61 trois semaines d’entrainement, et la dernière se déroulait six semaines après la fin de la session d’entrainement. Six histoires (i.e., deux par session) ont été utilisées afin d’évaluer l’habileté des enfants à produire des inférences émotionnelles. Pour chacune des trois sessions expérimentales, premièrement, les enfants en passation collective écoutaient une histoire auditive (avec illustrations) puis devaient choisir à l’aide des quatre smileys l’émotion appropriée. Les enfants répétaient l’opération pour les neuf évènements sélectionnés présentés en ordre chronologique. Deuxièmement, après une pause, les enfants réalisaient la même tâche pour l’histoire télévisée. Précisons que les enfants ont été familiarisés avec le principe de réponse présenté sous la forme de quatre smileys relatifs aux quatre émotions de base. L’expérimentateur s’était donc assuré que les enfants savaient correctement identifier et discriminer les expressions faciales présentes sur les smileys.

Concernant les résultats pour les histoires télévisées, l’auteur note un effet de l’âge : les enfants de cinq ans choisissent plus justement le smiley approprié que les enfants de quatre ans. Cet effet de l’âge est observé pour les trois sessions de test (i.e., avant, juste après, six semaines après l’entrainement). En outre, lorsque les enfants suivent un entrainement en auditif ou en audiovisuel leur réponses correctes sont plus importantes que lorsque ils n’ont pas suivi d’entrainement. Cette différence est observée en sessions juste après et six semaines après l’entrainement. Il n’y a pas de différence entre ces deux types d’entrainements (i.e., auditif et audiovisuel).

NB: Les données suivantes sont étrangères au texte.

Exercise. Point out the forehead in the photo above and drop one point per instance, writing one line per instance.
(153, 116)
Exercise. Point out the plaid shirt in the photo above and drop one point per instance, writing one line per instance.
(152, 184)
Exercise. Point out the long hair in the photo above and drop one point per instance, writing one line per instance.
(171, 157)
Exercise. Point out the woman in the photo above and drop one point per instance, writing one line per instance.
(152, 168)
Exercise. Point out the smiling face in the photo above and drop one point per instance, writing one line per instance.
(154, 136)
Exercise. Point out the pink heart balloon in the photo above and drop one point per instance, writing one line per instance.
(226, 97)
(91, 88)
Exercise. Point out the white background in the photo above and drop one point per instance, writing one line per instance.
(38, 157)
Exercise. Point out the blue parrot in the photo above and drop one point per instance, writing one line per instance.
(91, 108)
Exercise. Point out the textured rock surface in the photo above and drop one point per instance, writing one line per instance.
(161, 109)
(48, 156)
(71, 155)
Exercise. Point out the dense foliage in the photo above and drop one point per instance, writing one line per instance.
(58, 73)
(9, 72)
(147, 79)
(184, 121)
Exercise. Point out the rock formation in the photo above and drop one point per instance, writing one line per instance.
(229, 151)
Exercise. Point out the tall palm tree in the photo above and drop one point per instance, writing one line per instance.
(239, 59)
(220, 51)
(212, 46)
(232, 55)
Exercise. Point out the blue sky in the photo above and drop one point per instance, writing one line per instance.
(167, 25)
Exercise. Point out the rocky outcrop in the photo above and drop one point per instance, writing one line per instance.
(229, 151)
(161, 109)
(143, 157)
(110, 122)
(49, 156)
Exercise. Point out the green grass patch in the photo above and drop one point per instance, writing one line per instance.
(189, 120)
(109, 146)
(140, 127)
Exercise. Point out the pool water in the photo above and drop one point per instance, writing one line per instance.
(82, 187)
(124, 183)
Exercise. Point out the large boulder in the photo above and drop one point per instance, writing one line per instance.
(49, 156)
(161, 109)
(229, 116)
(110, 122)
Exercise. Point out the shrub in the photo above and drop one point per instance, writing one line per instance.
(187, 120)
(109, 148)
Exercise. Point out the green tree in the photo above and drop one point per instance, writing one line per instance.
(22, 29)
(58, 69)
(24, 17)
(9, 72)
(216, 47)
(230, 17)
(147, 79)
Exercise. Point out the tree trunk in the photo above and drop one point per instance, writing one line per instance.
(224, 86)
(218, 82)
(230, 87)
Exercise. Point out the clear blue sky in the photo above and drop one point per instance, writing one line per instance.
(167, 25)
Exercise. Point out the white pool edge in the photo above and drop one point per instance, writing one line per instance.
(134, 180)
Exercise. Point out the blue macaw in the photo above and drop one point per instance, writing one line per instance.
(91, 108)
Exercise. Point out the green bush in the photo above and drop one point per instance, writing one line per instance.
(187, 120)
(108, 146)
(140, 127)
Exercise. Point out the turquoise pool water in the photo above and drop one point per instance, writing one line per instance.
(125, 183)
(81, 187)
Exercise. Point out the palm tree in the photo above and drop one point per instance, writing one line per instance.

Ainsi, avec les histoires télévisées, l’augmentation des performances, suite à un entrainement, est mise en lumière. Ce gain semble rester stable dans le temps. Pour les résultats des histoires auditives, l’effet de l’âge est retrouvé. Enfin, les performances des enfants sont meilleures après la session d’entrainement et six semaines après par rapport à avant l’entrainement. Néanmoins, il n’y a pas de différences observées entre les trois conditions d’entrainement. Ce type de mesure (i.e., auditif) ne semble pas adapté, chez des enfants d’âge préscolaire, a vérifier l’impact d’un entrainement sur la capacité à produire des inférences émotionnelles.

Pour conclure, cette étude indique que les interventions précoces peuvent être utilisées chez les jeunes enfants pour favoriser le développement de leur capacité à produire des inférences. De plus, cette étude contribue à l’idée selon laquelle la capacité des enfants à produire des inférences émotionnelles est généralisable d’un médium à un autre (voir aussi Creissen & Blanc, à paraître).